IT本部システム基盤部では、海外のITインフラ部門と連携しながら標準化プロジェクトを進めています。2013年からシステム基盤部に所属している倉敷は、2021年現在、国内PCの標準化プロジェクトでリーダーを務めています。
倉敷 「今までは本田技研工業と本田技術研究所というふたつの法人で使用しているPCの種類が異なっていました。そのため、法人を跨ぐ異動の際はPCを一度返却し、異動先で新たな機器を受け取らなければならなかったのです。
2020年4月の事業運営体制の変更によって本田技術研究所の一部が本田技研工業に統合され、国内の異動者が今まで以上に増えました。そこで国内のPCをすべて統一化し、異動のたびに返却することで発生する無駄をなくそうという想いでプロジェクトに取り組みました。

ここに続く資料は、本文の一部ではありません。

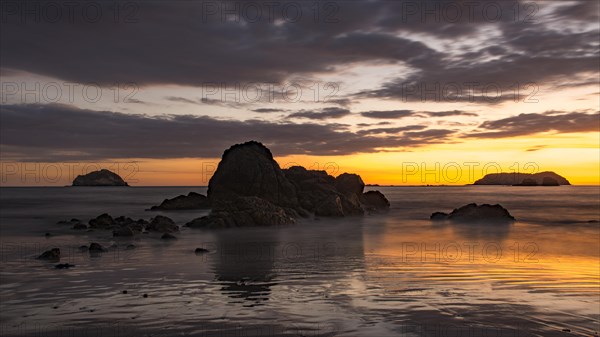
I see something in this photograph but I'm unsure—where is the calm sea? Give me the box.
[0,186,600,337]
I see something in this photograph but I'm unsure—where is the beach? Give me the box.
[0,186,600,336]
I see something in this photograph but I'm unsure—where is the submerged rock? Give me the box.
[88,213,116,229]
[360,191,390,212]
[146,215,179,233]
[513,178,538,186]
[113,226,134,237]
[73,222,87,230]
[150,192,210,211]
[88,242,108,253]
[542,177,560,186]
[73,169,129,186]
[430,203,515,222]
[54,263,75,269]
[186,197,295,228]
[37,248,60,261]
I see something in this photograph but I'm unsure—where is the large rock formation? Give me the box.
[73,169,129,186]
[430,204,515,223]
[150,192,210,211]
[207,141,298,208]
[186,141,389,228]
[474,171,571,186]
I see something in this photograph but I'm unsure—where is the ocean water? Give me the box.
[0,186,600,337]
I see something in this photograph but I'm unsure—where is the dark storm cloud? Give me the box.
[0,0,598,97]
[468,111,600,138]
[0,104,452,161]
[360,110,414,119]
[165,96,200,104]
[288,107,350,120]
[419,110,479,117]
[252,108,286,113]
[356,125,427,135]
[360,110,478,119]
[0,1,440,86]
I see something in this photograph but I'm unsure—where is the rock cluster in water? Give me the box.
[186,141,390,228]
[150,192,210,211]
[430,204,515,223]
[73,169,129,186]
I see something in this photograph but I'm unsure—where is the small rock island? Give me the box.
[73,169,129,186]
[186,141,390,228]
[473,171,571,186]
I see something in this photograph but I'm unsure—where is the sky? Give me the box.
[0,0,600,186]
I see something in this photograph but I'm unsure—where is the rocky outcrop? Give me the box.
[88,213,115,229]
[474,171,571,185]
[207,141,299,208]
[150,192,210,211]
[73,169,129,186]
[430,204,515,223]
[284,166,364,216]
[146,215,179,233]
[186,141,389,228]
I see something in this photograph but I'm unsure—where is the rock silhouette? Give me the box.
[150,192,210,211]
[73,169,129,186]
[186,141,389,228]
[429,204,515,223]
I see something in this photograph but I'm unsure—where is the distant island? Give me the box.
[473,171,571,186]
[73,169,129,186]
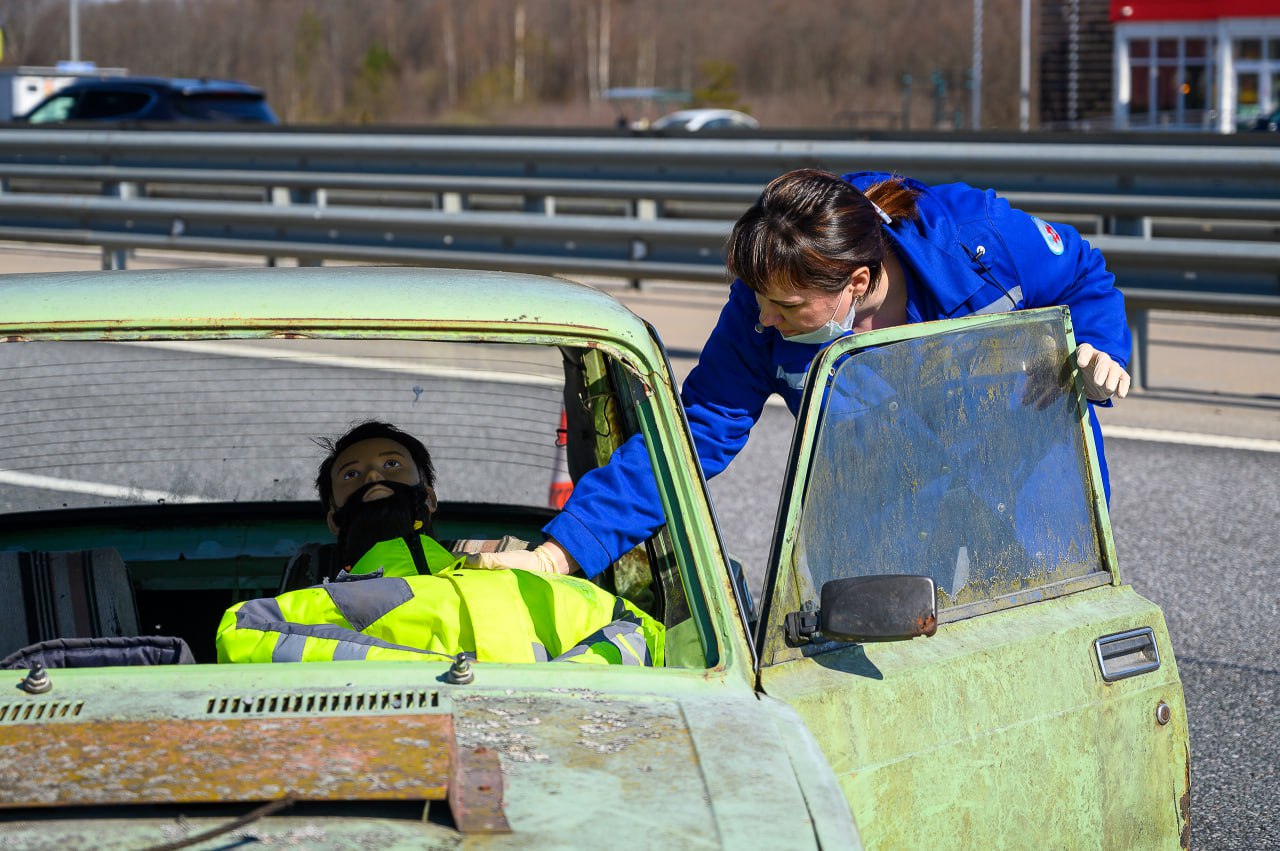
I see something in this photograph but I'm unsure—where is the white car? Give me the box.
[650,109,760,133]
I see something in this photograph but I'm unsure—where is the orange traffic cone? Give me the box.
[547,408,573,508]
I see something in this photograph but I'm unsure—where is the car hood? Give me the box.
[0,663,851,848]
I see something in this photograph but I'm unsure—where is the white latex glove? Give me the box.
[1075,343,1129,402]
[463,541,573,575]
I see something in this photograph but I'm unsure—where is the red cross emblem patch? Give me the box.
[1032,216,1064,255]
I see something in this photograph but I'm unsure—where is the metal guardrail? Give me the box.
[0,128,1280,384]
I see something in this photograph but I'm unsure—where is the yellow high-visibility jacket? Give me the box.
[216,535,664,665]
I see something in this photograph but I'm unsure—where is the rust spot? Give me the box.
[1178,747,1192,848]
[449,747,511,833]
[0,714,456,810]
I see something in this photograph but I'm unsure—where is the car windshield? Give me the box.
[0,340,564,512]
[27,95,76,124]
[0,337,705,665]
[794,311,1105,617]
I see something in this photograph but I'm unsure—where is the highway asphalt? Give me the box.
[0,244,1280,848]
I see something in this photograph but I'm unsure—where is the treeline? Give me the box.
[0,0,1020,129]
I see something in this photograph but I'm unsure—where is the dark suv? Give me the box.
[15,77,278,124]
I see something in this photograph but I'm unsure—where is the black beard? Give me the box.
[333,481,434,567]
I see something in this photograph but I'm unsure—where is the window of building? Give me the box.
[1129,37,1213,127]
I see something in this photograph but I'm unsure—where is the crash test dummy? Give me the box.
[216,422,664,665]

私は2020年12月からこのプロジェクトのリーダーを務めています」
これまでHondaでは現場が主導する形で、それぞれの部署にとって最適なPCを選び、使用していました。PCの調達も部署ごとに行われていたため、機種や仕様が統一化されていなかったのですが、大規模な組織変更がきっかけとなり標準化に取り組むことになったのです。
倉敷 「PCを標準化しなければ、社員の業務が滞り、費用も無駄になってしまう恐れがあります。コスト削減や運用のシンプル化を進めるためにも、取り組まなくてはならないプロジェクトのひとつですね。

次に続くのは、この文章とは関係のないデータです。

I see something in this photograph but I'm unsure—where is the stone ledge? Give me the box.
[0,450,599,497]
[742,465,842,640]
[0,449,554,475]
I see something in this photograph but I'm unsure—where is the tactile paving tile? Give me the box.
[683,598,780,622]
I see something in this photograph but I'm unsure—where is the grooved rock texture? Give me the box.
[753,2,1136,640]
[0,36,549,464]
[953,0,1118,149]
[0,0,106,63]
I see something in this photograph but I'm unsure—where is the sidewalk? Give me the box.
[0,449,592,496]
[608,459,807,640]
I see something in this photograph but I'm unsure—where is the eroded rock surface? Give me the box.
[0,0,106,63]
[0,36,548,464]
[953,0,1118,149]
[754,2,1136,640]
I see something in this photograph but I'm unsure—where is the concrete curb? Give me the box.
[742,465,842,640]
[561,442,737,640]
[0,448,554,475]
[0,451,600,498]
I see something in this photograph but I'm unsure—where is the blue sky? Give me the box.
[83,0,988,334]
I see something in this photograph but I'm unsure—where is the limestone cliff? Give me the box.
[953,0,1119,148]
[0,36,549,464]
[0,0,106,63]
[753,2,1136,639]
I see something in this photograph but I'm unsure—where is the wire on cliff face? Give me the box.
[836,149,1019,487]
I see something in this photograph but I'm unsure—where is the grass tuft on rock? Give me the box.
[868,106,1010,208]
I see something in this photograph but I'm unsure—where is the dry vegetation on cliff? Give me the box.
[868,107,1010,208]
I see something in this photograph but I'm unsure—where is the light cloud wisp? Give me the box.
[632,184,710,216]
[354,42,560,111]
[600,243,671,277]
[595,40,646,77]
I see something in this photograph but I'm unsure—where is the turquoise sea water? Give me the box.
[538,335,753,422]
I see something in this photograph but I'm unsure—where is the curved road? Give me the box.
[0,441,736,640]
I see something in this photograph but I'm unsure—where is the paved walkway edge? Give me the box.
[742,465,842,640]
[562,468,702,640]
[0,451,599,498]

会社規模が大きいゆえに標準化も一筋縄ではいきません。また、グローバルや国内のすべてのシステムを無理やり一本化してしまうと誰も喜ばないシステムになってしまいます。グローバルで標準化するところと地域で決めるところ、各事業所で決めるところなどを分けてプロジェクトを進めなくては上手くいかない。その点を考慮しながら推進しています。ゆくゆくはどこに行っても同じPCが使えるようになります」
未経験からIT部門へ。常に変化し続けるITの魅力にのめり込む
2009年倉敷はHondaに新卒入社しました。就職前は運転免許も持っていませんでしたが、企業文化に惹かれたのです。
倉敷 「Hondaの企業説明会はとてもおもしろく、変わっていました。他社では求める人物像などの説明を受けることが多かったんですが、Hondaの説明会では社員自身が開発を手掛けたエンジンの話をずっと聞かされたんです。とてもユニークでこだわりのある本田宗一郎氏の精神が現代に引き継がれていると感じ、おもしろいと思ってHondaに入社しました。

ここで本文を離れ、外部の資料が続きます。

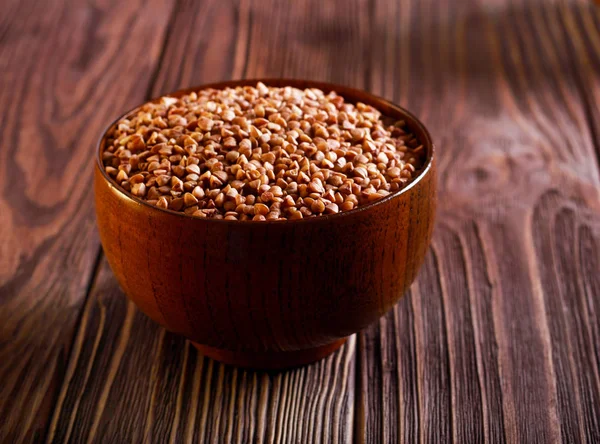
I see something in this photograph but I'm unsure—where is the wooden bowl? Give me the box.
[95,79,436,368]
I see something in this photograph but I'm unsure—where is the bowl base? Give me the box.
[192,338,348,370]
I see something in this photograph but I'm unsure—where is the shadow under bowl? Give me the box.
[94,79,436,369]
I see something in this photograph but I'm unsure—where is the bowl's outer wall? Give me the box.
[94,79,436,351]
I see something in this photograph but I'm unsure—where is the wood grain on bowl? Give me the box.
[95,79,436,368]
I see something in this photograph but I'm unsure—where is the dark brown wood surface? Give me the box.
[0,0,600,443]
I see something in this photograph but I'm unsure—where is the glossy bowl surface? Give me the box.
[94,79,436,368]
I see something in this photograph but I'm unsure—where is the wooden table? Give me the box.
[0,0,600,443]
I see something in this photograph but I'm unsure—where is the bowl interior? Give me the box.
[96,78,434,224]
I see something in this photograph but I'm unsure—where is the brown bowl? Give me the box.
[95,79,436,368]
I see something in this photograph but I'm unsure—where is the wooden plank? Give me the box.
[50,0,367,443]
[0,0,171,442]
[356,1,600,443]
[48,259,355,443]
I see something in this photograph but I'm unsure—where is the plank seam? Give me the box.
[40,245,104,441]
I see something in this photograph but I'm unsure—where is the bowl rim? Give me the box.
[95,77,435,226]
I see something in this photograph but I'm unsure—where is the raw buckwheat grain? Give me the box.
[102,83,424,221]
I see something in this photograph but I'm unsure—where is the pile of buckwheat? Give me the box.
[102,83,424,221]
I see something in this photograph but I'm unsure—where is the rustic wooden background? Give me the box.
[0,0,600,443]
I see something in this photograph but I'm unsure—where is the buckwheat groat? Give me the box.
[102,83,424,221]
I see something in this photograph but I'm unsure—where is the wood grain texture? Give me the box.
[51,1,367,442]
[357,1,600,443]
[48,260,355,443]
[94,79,437,369]
[0,0,600,443]
[0,0,171,442]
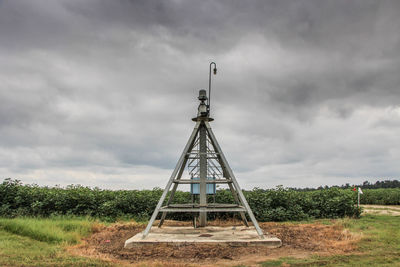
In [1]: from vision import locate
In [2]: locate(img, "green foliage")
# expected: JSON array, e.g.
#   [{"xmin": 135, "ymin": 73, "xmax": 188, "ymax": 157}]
[
  {"xmin": 360, "ymin": 188, "xmax": 400, "ymax": 205},
  {"xmin": 0, "ymin": 179, "xmax": 370, "ymax": 221}
]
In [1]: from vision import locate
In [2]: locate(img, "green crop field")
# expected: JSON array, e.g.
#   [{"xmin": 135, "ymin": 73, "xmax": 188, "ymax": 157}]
[{"xmin": 0, "ymin": 214, "xmax": 400, "ymax": 266}]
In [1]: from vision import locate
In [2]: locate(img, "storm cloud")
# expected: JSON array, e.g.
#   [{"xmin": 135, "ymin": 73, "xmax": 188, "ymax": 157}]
[{"xmin": 0, "ymin": 0, "xmax": 400, "ymax": 189}]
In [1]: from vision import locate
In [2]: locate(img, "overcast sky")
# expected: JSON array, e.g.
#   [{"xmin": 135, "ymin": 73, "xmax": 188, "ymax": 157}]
[{"xmin": 0, "ymin": 0, "xmax": 400, "ymax": 192}]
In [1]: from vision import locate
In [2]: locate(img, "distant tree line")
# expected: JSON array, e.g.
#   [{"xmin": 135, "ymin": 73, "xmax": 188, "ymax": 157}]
[{"xmin": 290, "ymin": 180, "xmax": 400, "ymax": 191}]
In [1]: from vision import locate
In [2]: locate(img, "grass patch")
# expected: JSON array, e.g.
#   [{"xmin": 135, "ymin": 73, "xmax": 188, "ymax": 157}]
[
  {"xmin": 0, "ymin": 217, "xmax": 95, "ymax": 244},
  {"xmin": 0, "ymin": 217, "xmax": 111, "ymax": 266},
  {"xmin": 261, "ymin": 214, "xmax": 400, "ymax": 267}
]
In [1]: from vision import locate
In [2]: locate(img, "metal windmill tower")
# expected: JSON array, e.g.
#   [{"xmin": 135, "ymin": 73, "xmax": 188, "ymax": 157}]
[{"xmin": 142, "ymin": 62, "xmax": 264, "ymax": 239}]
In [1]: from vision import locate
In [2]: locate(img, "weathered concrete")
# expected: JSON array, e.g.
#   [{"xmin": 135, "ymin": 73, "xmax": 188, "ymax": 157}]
[{"xmin": 125, "ymin": 226, "xmax": 282, "ymax": 248}]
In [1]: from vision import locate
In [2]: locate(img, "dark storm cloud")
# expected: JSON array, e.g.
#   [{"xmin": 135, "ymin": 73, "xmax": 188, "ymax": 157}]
[{"xmin": 0, "ymin": 0, "xmax": 400, "ymax": 188}]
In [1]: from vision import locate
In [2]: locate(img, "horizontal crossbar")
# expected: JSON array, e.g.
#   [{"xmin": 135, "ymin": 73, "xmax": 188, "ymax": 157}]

Hondaに入社してから現場や間接部門で出会った人々は、入社前のイメージ通り、職人気質でこだわりを持った方が多く、一人ひとりが個性的です」
入社当初は、個性的な企業文化づくりに携われるような仕事をしたいと考えていた倉敷。しかし、結果としては第三希望として伝えていたIT部門に配属されました。
倉敷 「当時は、人事か経理のどちらかで悩んでいたんですが、部署の説明を受けたとき、ITは学生時代に専門に学んでいなくても活躍している方が多いという話を聞いたんです。私は文系出身でITとはほとんど関わりのない学生時代を送りましたが、新しいものが好きなこともありチャレンジしてみようと思いました。IT部門に配属されて栃木の事業所で働いていた頃は、ITインフラの仕事を多く担当していましたね」
入社以来IT部門に携わってきた倉敷は、キャリアのなかで印象に残っている仕事として“メールアドレスの標準化プロジェクト”を挙げています。2019年の夏頃に企画して、2020年3月に国内従業員のメールアドレスをすべて変更したのです。
倉敷 「メールアドレスの標準化は、企画から開発、展開、運用とプロジェクトのすべてを私がメインで取り組んだはじめてのプロジェクトだったので、とても印象に残っています。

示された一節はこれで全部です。